Crude price fall points to storage boom
The fall in crude oil prices could bring a business boom for the world’s independent storage operators, and for traders leasing tankers for floating storage
Crude oil prices have moved into contango - prices for future delivery being higher than prompt - and the contango is forecast to widen to the point at which it will exceed storage costs.
At the end of December the price of Brent crude to be delivered in February was nearly $4/barrel below the price for delivery in July - the widest contango the crude market has seen since the world recession of 2008-09. The six-month contango - February Brent compared with August Brent - is wider, at $5.50/barrel. In 2008-09 the six-month contango was above $10/barrel, substantially exceeding the cost of storage.
Storage in a land terminal in Singapore or Rotterdam costs about $4.50 a cubic metre per month at present, equivalent to about $4.30/barrel for six months (see Petroleum Economist’s annual storage survey in the December-January issue). Traders will probably want a six-month contango of $6-$7/barrel, to cover the storage fee together with finance and insurance, and to provide a profit.
In 2008-09 large volumes of crude went into floating storage in tankers, but tanker costs were lower then than now. At end-December, the charter rate for a tanker of very large crude carrier (VLCC) size was about $60,000/day, pointing to a storage cost of about $5.40/barrel for six months if the ship is fully loaded. However, day-rates are forecast to decline from their present seasonal high - for much of last year VLCCs could be chartered for $30,000/day or less, indicating a six-months storage cost of well under $3/barrel.

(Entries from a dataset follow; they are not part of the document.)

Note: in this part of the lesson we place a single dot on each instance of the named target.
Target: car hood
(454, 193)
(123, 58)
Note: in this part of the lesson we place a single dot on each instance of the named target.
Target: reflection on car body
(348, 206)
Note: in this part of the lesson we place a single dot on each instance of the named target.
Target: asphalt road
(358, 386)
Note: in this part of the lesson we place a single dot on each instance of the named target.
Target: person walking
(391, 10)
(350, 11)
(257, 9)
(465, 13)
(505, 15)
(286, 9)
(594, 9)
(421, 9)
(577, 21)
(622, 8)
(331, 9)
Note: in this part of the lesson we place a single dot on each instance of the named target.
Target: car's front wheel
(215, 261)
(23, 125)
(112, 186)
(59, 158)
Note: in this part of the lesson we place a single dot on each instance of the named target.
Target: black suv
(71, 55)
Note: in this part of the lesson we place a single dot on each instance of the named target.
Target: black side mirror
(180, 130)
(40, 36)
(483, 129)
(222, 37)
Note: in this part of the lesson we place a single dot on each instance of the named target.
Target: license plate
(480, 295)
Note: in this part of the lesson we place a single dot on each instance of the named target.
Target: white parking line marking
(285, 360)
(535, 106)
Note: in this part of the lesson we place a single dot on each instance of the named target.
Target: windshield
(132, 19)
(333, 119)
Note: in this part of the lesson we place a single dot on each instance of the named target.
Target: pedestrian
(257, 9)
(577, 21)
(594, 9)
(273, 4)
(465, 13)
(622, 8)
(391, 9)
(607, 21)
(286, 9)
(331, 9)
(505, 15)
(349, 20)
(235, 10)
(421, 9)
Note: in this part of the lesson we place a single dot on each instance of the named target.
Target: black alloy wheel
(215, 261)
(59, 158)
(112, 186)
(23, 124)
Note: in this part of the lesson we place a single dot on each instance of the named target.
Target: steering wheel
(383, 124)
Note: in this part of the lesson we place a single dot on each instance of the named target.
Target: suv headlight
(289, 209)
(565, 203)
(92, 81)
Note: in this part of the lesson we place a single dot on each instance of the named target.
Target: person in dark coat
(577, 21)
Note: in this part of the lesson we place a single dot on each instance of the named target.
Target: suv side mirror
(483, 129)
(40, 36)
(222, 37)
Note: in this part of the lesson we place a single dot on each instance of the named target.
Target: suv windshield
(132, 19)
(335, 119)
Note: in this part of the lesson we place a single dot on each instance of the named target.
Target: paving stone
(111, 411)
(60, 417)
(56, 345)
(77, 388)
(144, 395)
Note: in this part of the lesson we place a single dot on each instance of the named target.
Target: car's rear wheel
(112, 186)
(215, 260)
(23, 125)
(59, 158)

Estimates of the volume of crude held in floating storage in 2008-09 extended from 50 million barrels to twice that amount - enough to fill 25-50 VLCCs. However, it seems unlikely that such a large number of VLCCs could be moved into floating storage now. Shipping analysts say the tanker market is much more in balance now than in 2008-09: while that price fall was the result of declining demand for crude in the world recession, the present price fall is mainly the result of rising production, so demand for tankers is relatively high.
According to the International Energy Agency, the surplus of production over likely demand in the first half of 2015 will lead to world inventories of oil increasing by 300m barrels. Although some countries, particularly China and India, are likely to buy to increase their strategic stocks, most of the increase will have to find a home in commercial storage tanks.